Sunday, November 11, 2018

Looking Good

Status in society can be heady stuff. 
We like to be recognized, honored, favored above others and blessed more than others.
We like the status that our name, our position, our power and/or wealth can provide.
We like to look good to others and to be lifted up because we have high standing in society.
If that were not so, there would be fewer famous people, particularly famous folk who are famous
     just for being before us in "reality tv" programs and for what last name they hold, regardless of
     what they have achieved in life or contributed to society.


The Scribes were the same.  The problem was that they were the religiously famous of their day.  They were the ones whose names were known because they held and exploited their positions of power over others in the religious community.  They liked their status.  They flaunted it in public by what they wore.  They demanded respect out in public and made an appearance in order to be publicly adored.  They had their reserved parking spots and restaurant tables and seats of honor in the assemblies and they always sat at the head table at dinners, with all the recognition that came with that.  They liked their status and made the most of it.


There are two problems with this.


1. Their position was meant to be one of service.  Their function was one of helping others with their faith.  They were to serve God by serving God's people in humility and with honor.  They and the status-driven society in which they lived turned it into a show of status.  Jesus, who said that He (Son of God), came not to be served but to serve (as Son of Man) (10:45), criticized them and exposed their unfaithfulness to God. 


2. They used their status to exploit others by abusing the power that came with it.  They lined their own pockets at the expense of the most vulnerable because their status allowed them to do so.  They did what they needed to do in order to appear to be pious, faithful, spiritual, godly and upright.  Their words and public actions were a good show.  But they took what little the poor and desperate had for their own gain, exploiting the status that was normative in the Roman Empire and adopting Empire values for their own personal profit at the expense of the most vulnerable. 


Jesus said that they will receive the greater condemnation in the Kingdom of God.  They have pretended to represent the Kingdom while representing and upholding empire values.  They have embodied everything that is wrong with empire, while claiming to be faithful to God and God's Kingdom.  It seems clear that they could not have done that without others expressing their adoption of empire values and valuing the status that they gave them in the society.  This unfaithfulness was a communal one, to be sure.  Folk would not be famous except that people have made them so.


Juxtapose this with the lowly, ignored, poor widow who gave her best and even last faithfully.  She offered her pittance without fanfare and was lifted up by Jesus as an example of faithfulness.  She had no sycophants adoring her every word or action.  Faithfulness is not about how much we have for ourselves or how much we give to keep up appearances or with the expectation of any kind of return.  It is about our humility in heart and generosity toward God and one another.  That is the way of Agape Love.  That is the way of Jesus.

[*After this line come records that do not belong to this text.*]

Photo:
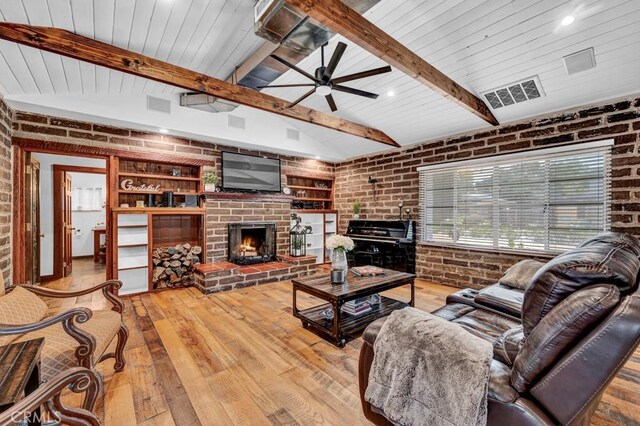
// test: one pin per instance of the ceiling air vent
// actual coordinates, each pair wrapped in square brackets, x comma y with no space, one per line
[579,61]
[293,134]
[236,122]
[515,93]
[158,104]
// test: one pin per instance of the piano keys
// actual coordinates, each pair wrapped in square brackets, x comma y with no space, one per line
[388,244]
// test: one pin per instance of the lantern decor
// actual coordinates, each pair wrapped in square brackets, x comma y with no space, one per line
[298,237]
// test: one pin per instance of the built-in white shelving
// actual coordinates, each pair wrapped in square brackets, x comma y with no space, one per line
[323,225]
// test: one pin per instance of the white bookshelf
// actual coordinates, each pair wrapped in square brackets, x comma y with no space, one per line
[133,252]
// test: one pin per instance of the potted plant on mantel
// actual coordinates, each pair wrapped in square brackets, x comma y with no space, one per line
[209,179]
[357,206]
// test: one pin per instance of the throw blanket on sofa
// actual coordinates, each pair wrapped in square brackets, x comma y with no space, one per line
[429,371]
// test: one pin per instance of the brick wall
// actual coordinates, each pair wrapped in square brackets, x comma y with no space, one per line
[219,213]
[42,127]
[5,191]
[398,179]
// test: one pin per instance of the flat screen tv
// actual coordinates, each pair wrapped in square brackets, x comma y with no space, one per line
[250,173]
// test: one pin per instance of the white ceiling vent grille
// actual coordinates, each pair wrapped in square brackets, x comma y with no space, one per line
[236,122]
[580,61]
[158,104]
[293,134]
[514,93]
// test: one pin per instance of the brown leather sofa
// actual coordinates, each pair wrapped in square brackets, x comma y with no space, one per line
[558,344]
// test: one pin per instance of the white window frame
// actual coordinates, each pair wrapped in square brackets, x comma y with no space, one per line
[531,155]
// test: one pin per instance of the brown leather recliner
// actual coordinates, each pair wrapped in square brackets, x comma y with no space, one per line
[557,345]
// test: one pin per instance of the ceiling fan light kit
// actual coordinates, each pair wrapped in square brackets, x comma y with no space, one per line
[324,83]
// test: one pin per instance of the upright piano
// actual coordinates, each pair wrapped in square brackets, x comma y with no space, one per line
[386,243]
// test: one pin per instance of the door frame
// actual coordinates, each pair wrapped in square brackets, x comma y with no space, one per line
[58,235]
[20,148]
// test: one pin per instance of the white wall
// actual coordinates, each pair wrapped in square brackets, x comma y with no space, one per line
[46,202]
[84,221]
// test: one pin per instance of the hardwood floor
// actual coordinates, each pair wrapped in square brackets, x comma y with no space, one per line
[241,358]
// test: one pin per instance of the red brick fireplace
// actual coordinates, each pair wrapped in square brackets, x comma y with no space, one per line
[229,210]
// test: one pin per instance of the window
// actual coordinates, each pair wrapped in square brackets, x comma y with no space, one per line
[546,200]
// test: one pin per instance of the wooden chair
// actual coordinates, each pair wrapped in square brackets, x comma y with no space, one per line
[77,337]
[78,379]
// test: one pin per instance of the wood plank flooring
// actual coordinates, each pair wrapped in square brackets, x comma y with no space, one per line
[241,358]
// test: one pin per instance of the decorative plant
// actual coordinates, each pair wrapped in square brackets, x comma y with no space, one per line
[210,178]
[339,246]
[357,206]
[340,243]
[297,242]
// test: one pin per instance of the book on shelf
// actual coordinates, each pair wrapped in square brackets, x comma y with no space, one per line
[360,311]
[367,271]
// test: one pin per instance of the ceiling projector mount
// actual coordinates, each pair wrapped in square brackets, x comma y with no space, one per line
[323,83]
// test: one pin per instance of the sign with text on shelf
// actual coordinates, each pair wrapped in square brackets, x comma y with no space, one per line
[128,185]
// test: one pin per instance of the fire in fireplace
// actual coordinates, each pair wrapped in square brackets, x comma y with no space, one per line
[253,242]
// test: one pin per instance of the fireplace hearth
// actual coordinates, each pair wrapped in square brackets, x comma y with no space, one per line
[253,242]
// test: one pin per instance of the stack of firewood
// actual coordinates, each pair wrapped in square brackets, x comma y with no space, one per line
[173,266]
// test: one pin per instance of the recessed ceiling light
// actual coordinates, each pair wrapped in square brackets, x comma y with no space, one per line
[323,90]
[567,20]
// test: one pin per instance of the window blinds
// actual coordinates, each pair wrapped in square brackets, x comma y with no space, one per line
[546,200]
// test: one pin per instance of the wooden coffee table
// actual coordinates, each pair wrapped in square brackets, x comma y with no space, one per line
[343,326]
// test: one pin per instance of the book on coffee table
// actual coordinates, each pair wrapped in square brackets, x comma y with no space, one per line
[367,271]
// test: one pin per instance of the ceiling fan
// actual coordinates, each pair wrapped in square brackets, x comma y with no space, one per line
[323,83]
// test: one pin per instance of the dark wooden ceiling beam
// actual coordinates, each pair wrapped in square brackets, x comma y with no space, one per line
[342,19]
[86,49]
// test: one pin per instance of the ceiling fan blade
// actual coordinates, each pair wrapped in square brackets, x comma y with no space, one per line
[333,63]
[286,85]
[332,103]
[362,74]
[293,67]
[301,98]
[355,91]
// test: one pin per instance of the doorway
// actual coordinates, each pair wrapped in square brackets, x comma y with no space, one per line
[32,219]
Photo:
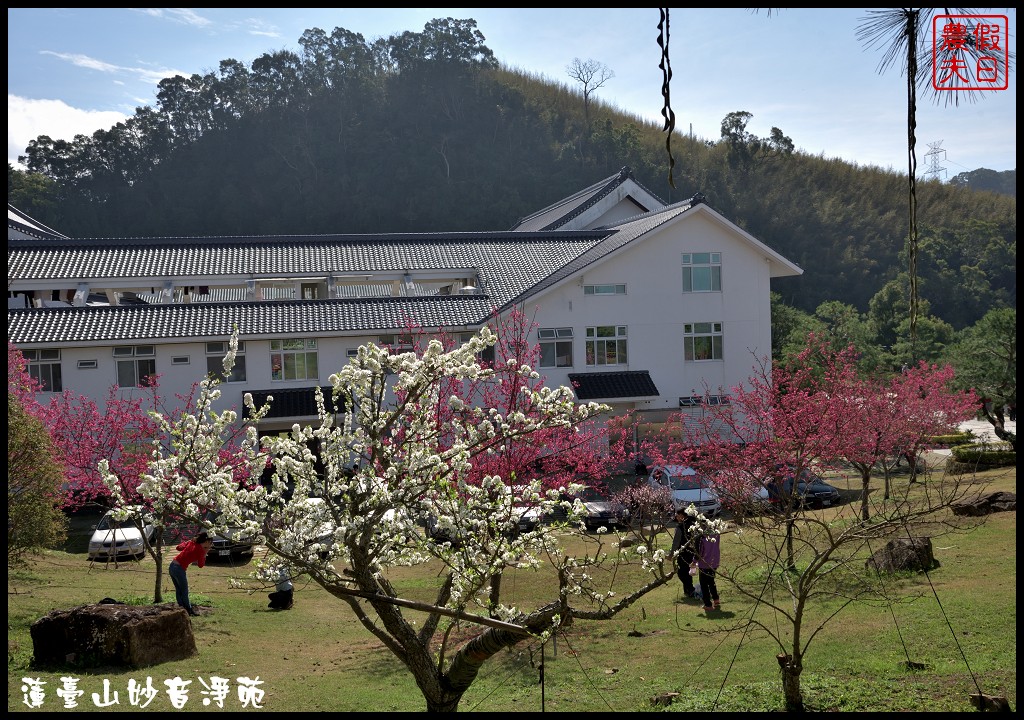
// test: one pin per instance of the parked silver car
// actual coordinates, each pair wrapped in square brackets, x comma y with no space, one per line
[687,488]
[114,540]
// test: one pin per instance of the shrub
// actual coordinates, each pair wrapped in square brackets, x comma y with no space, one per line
[984,454]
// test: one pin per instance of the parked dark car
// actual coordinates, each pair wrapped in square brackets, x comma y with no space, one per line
[811,492]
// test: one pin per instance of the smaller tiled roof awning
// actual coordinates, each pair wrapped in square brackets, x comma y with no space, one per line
[298,401]
[603,386]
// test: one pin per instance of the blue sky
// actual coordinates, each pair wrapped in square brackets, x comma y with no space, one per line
[77,71]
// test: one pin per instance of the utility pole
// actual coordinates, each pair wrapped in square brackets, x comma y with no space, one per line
[933,160]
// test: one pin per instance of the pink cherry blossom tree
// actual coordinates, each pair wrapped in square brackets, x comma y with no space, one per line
[818,414]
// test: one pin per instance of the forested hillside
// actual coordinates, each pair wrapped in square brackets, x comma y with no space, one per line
[425,132]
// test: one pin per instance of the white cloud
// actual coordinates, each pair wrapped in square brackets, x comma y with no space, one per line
[28,119]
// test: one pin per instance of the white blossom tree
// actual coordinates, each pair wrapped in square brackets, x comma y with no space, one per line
[402,448]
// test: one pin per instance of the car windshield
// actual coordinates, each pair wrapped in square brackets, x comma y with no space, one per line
[687,482]
[108,522]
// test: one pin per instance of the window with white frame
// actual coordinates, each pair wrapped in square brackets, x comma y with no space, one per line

Status is necessarily not a Kingdom of God value.  It is a construct within empire to promote the other empire values of power and wealth, and the getting more and flaunting more of both.  It runs contrary to the humble living of Agape Love that Jesus taught, commanded and modeled for us - in the witness of the Gospels.  In the Kingdom, even this part of it, what is valued is what we humbly and generously give for the sake of the other.  That is faithfulness to God and Neighbor.